Jim Blinn (James F. Blinn) senior physicist and American computer scientist, expert in computer graphics at the NASA Jet Propulsion Laboratory (JPL) and the New York Institute of Technology. He affirmed that the Lanczos kernel with a = 3 “keeps the frequencies low and rejects the high frequencies better than any filter (realizable) that we have seen so far”

MacWinLinCPS study for filter adaptation in NEGA Acpc

The problem of applying a > 1 to the lanczos kernel, is that, the interpolated signal may be negative even if the samples are positive, this may cause the interpolated signals, to be wider than the range encompassed by the discrete sample values, giving rise to to ring artifacts just before and after abrupt changes, in sample values this can lead to clipping artifacts. These effects are reduced if a = 2, but the disadvantage of lowering both the value, is that it loses detail in the interpolation in certain sudden frequency changes, and if we lower a = 1 the filter has almost no effect.

With a = 3 the results are acceptable, and do not generate too many ring or trim artifacts, but now we will see why it is not enough.

The image on the left represents a = 3 (Fig. 8) and the one on the right a = 8 (Fig.9) artifacts are more importants than in a = 3, but also the interior details of the letter are more Highlighted.

Fig.8 Kernel Lanczos con a=3

Fig.8 Kernel Lanczos with a=3

Fig.9. Kernel Lanczos con a=8

Fig.9. Kernel Lanczos with a=8


Due to this it has been chosen to touch up the filter to approximate the value in certain cases of a great increase, with the value a = 8, to correct the graphic noise caused by the artifacts generated by the filter, it is recommended to apply the focus filter, at any level that is acceptable according to the image, this filter was redesigned to adapt to this, applied a convolution in the samples, which causes a new high-pass filtering at certain frequencies, the application of these two filters together, makes the effects of a bandpass filter, limiting mostly high frequencies.

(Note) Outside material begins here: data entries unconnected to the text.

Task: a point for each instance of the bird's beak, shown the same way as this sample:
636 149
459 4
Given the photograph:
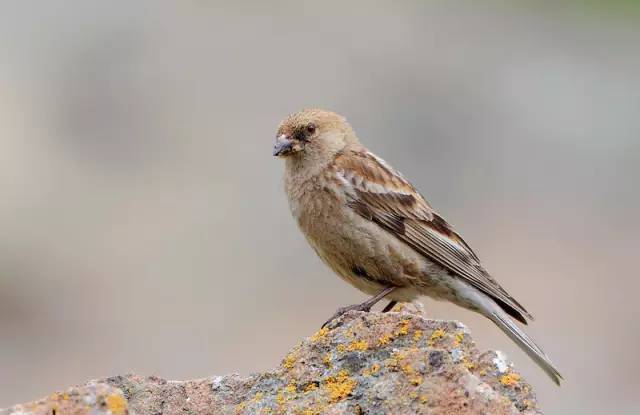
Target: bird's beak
283 147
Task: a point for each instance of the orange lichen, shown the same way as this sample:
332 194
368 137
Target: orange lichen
403 330
116 404
340 386
320 334
360 345
510 379
385 339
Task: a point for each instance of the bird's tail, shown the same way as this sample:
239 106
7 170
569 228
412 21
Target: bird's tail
525 342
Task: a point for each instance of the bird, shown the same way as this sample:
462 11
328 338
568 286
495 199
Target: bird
371 226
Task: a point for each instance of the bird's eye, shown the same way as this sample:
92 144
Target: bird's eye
311 129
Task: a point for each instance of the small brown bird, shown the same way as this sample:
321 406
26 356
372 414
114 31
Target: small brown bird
374 229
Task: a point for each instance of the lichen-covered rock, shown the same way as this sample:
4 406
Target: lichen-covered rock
363 363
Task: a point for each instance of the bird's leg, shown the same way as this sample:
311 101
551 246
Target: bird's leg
389 306
366 306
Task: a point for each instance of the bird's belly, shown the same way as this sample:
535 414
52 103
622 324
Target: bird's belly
370 258
360 252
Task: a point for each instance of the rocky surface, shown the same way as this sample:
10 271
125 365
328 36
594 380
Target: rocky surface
364 363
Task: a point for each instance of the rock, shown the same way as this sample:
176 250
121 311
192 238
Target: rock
363 363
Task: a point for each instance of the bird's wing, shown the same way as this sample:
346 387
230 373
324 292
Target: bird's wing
382 195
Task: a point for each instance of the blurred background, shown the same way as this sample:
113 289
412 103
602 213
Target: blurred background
143 226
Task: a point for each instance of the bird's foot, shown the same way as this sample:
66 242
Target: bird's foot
366 307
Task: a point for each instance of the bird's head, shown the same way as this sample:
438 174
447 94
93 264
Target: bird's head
313 134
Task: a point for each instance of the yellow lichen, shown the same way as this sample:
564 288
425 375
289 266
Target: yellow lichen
291 387
510 379
310 387
385 339
361 345
403 330
289 361
340 386
435 336
320 334
327 359
116 404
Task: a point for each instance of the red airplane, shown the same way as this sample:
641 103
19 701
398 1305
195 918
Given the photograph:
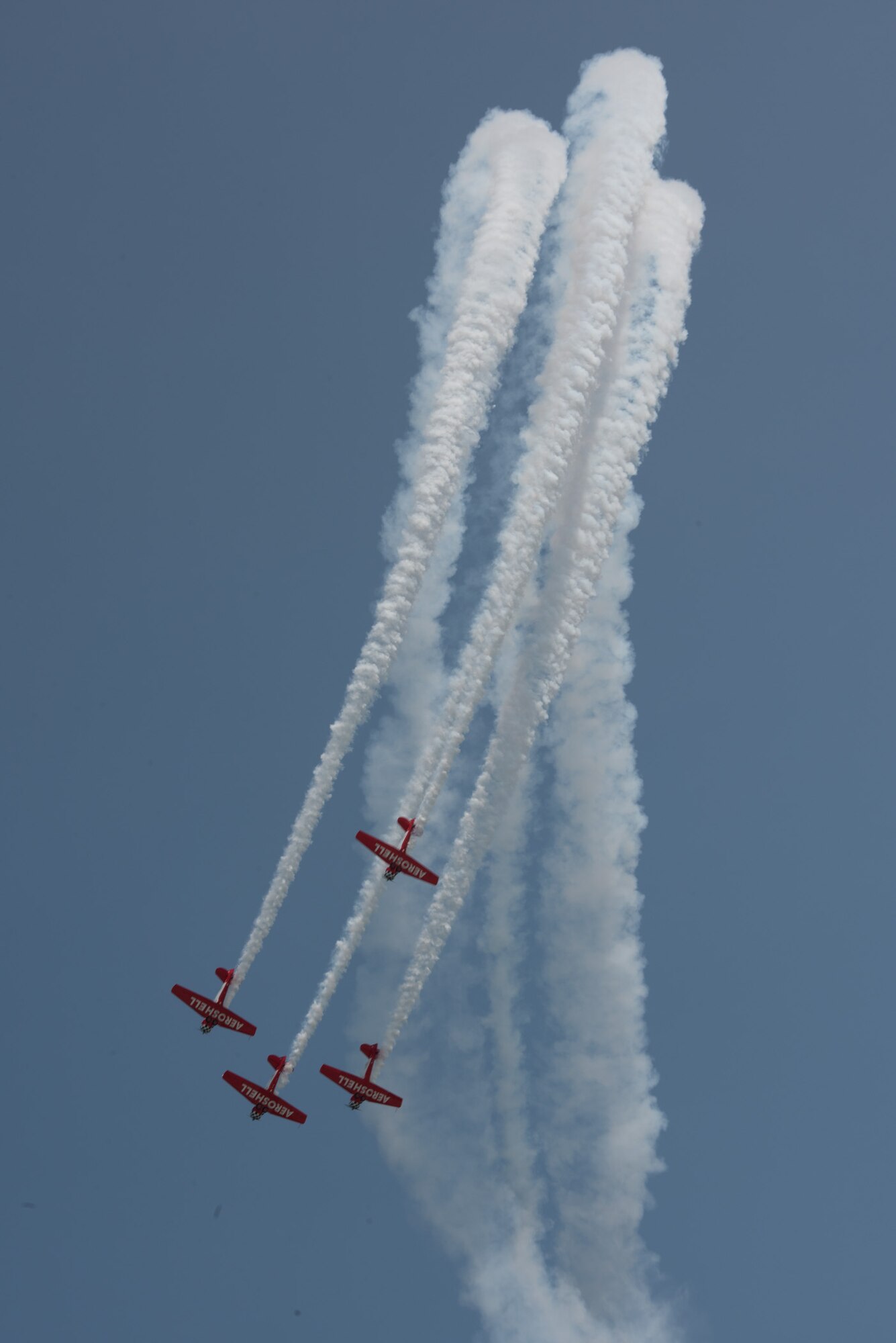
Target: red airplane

This is the result, after applying the focus filter to the previous images, with the kernel filter lanczos a = 3 and a = 8 respectively. The Lanczos kernel filter has a value of a = 8, which preserves the interior letter details, but the artifacts surrounding the letter in the zones greater abrupt frequency change of the samples.


Fig.10 Lanczos 3 & focus filter


Fig.11. Lanczos 8 & focus filter

The focus filter and Zoom HQ together on the NEGA Apcp , are the one that best optimizes the antialiasing and optimum interpolation for digital image enlargement, in addition to being tested and the one that obtains the best quality in enlargement, in any image type and especially, in written texts and documents, being ideal for forensic handwriting analysis expertise and documents examiners experts. NEGA is the only software in the market that applies the zoom, filters and tools only in the image, without distorting its origin, nor the indications that we have included as text arrows or markers, the activation of tools and filters follows an internally preset method , so in NEGA the activation order is not important, and the image is without any distortion when the filters are deactivated and zoomed in, however, if you use Photoshop, Corel or Gimp, and change the order of activation or deactivation Filters, zoom, etc. you will not get the same results.